University of Utah Thrombosis Service, University of Utah, Department of Pharmacy Services, 675 Arapeen Drive, Suite 100, Salt Lake City, UT 84108, USA.
Thromb Res. 2010 Aug;126(2):e69-77. doi: 10.1016/j.thromres.2009.11.031. Epub 2010 Jan 6.

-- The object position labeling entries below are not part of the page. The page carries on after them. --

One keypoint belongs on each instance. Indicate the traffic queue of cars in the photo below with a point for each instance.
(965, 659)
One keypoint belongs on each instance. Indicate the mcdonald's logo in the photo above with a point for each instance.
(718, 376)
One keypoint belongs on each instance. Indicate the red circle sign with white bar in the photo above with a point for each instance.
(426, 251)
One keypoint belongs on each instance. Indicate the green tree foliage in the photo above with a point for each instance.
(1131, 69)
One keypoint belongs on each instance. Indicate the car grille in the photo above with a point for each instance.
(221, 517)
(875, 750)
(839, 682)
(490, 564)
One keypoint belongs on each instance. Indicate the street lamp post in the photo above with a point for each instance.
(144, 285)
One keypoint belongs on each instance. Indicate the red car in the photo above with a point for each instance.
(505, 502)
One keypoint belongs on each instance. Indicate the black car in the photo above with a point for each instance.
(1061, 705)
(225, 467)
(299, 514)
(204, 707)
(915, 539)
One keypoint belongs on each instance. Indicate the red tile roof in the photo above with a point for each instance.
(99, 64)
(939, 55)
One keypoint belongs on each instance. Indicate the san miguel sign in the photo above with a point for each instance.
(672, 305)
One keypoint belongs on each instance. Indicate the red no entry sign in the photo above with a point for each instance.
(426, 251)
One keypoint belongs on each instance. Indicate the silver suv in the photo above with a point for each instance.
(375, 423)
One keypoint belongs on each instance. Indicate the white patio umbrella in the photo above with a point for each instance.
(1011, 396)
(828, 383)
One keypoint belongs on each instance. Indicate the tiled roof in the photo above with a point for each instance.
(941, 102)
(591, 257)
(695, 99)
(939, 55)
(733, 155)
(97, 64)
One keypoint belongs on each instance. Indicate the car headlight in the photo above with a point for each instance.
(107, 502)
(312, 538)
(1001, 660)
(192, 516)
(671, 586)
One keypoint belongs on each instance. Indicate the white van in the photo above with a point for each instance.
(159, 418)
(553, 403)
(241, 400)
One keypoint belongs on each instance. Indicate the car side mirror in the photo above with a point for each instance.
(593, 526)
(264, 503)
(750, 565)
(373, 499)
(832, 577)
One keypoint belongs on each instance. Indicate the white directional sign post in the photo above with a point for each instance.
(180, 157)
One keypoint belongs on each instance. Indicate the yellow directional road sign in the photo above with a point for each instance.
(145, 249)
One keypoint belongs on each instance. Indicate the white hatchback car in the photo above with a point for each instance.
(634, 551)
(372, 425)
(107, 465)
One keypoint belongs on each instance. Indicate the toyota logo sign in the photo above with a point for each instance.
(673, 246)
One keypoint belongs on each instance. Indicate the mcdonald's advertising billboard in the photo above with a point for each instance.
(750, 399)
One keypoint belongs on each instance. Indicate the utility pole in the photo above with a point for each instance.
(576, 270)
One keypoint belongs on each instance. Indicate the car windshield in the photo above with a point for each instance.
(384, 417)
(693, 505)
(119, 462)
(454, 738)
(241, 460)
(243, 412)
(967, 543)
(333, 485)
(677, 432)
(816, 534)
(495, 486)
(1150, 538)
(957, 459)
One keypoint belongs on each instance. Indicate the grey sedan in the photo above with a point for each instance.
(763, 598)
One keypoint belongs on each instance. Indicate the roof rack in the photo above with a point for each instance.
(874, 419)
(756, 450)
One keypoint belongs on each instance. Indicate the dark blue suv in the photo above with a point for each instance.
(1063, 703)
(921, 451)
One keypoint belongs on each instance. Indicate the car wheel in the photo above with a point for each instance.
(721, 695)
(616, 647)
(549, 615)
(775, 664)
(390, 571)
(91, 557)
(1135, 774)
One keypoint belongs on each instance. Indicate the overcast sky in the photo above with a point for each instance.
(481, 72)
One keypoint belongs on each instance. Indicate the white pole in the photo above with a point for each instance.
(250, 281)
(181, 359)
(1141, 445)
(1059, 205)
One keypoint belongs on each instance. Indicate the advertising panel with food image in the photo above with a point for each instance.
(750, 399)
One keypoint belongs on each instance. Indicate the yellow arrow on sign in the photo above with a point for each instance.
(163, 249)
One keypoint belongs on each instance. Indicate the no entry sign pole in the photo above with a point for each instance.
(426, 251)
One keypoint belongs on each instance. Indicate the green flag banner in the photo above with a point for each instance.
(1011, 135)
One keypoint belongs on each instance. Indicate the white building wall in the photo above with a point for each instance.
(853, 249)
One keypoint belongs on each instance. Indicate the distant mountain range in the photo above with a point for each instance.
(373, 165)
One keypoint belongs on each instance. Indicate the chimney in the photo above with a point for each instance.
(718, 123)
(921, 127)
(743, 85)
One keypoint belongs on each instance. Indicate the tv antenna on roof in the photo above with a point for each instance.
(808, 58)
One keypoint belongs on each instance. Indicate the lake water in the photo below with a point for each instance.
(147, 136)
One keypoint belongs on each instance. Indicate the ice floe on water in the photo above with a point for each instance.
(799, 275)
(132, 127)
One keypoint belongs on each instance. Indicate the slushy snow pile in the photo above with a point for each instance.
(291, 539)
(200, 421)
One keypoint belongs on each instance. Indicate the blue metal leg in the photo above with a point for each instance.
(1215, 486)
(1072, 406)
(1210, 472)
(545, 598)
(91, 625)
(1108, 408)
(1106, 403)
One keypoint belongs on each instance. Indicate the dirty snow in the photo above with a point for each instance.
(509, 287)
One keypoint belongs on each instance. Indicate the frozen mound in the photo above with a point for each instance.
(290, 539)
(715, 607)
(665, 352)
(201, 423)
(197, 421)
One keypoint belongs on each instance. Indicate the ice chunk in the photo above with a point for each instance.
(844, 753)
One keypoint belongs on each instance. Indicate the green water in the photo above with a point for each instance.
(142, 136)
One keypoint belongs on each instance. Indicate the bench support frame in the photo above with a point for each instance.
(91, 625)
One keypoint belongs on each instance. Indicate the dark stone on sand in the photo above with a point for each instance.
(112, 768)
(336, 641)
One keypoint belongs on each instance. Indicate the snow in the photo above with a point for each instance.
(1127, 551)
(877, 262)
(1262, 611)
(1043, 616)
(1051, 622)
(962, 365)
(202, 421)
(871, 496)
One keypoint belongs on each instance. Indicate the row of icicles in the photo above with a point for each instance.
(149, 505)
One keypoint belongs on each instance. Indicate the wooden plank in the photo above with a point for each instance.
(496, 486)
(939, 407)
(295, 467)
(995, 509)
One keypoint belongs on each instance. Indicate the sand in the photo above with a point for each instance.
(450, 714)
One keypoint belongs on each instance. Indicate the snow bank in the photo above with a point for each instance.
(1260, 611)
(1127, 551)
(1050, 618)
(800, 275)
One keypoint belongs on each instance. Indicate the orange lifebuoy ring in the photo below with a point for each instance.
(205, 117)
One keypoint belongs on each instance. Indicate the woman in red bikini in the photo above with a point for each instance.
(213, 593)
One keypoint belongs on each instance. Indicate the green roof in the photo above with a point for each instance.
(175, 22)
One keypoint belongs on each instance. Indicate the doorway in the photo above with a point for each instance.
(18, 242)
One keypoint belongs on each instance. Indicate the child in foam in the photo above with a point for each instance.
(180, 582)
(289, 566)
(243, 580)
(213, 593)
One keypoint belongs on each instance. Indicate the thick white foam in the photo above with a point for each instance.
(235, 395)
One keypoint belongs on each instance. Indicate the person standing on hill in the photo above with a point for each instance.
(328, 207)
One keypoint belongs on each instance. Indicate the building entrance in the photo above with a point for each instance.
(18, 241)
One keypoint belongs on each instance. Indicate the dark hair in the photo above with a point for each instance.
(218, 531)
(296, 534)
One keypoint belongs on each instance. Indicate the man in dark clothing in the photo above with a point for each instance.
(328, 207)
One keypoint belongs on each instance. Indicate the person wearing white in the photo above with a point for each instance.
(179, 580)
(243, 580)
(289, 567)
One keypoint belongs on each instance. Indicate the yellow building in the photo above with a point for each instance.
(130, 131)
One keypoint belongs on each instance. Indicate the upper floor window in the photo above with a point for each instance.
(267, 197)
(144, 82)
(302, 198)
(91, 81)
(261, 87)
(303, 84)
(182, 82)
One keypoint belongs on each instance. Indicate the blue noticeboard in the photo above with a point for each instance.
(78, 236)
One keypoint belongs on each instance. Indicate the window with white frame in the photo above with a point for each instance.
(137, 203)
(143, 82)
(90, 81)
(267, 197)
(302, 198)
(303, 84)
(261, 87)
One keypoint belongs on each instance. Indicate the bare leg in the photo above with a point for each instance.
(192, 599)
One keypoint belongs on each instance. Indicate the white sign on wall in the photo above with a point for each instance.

Radiofrequency catheter ablation is being used with increasing frequency as a strategy to manage atrial fibrillation. Patients undergoing this procedure are at increased short-term risk of thromboembolism for several days and up to 4 weeks or longer after their ablation, and anticoagulation management surrounding the ablation procedure remains controversial. Although no conclusive recommendations can be made, published guidelines and data support therapeutic anticoagulation with warfarin for 3 weeks prior and intravenous heparin during the ablation. Warfarin may either be continued through the ablation or stopped 2-5 days prior. If the latter approach is chosen, a pre-ablation bridging strategy of enoxaparin 1mg/kg twice daily is reasonable in selected patients unless the patient's bleeding risk dictates using a lower dose regimen (0.5mg/kg twice daily) or avoiding bridging altogether. Fewer data are available for post-ablation management strategies, and current practice patterns are based largely on single-center experiences in smaller, non-randomized studies. For lower risk patients (CHADS(2) 0-1), either warfarin or aspirin may be utilized without bridging. In higher thromboembolic risk patients (CHADS(2) >or=2), either enoxaparin (1mg/kg twice daily) or heparin may be started within the first 12-24h post-procedure. For patients with bleeding risk factors, enoxaparin may be subsequently reduced to 0.5mg/kg until the INR is therapeutic, although the efficacy of this lower dosing regimen has not been well studied. In accordance with national guidelines, warfarin should be continued post-ablation for a minimum of 2 months and then indefinitely in patients with a CHADS(2) score >or= 2.
射频导管消融术作为一种管理心房颤动的策略,其应用频率正在不断增加。接受该手术的患者在消融术后几天至 4 周或更长时间内,短期内心血栓栓塞风险增加,并且消融手术周围的抗凝管理仍然存在争议。虽然不能做出明确的建议,但已发表的指南和数据支持在消融前 3 周使用华法林进行治疗性抗凝,并在消融过程中使用静脉肝素。华法林可以在消融过程中继续使用,也可以在消融前 2-5 天停止使用。如果选择后者,在选择的患者中,使用依诺肝素 1mg/kg 每日两次进行预消融桥接策略是合理的,除非患者的出血风险需要使用较低剂量方案(0.5mg/kg 每日两次)或完全避免桥接。关于消融后管理策略的数据较少,目前的实践模式主要基于较小的、非随机研究中的单中心经验。对于低风险患者(CHADS(2) 0-1),可以不进行桥接而使用华法林或阿司匹林。对于高血栓栓塞风险患者(CHADS(2) >or=2),可以在术后 12-24 小时内开始使用依诺肝素(1mg/kg 每日两次)或肝素。对于有出血危险因素的患者,依诺肝素随后可减少至 0.5mg/kg,直到 INR 达到治疗范围,尽管尚未充分研究这种较低剂量方案的疗效。根据国家指南,对于 CHADS(2)评分>or=2 的患者,应在消融后至少继续使用华法林 2 个月,然后无限期使用。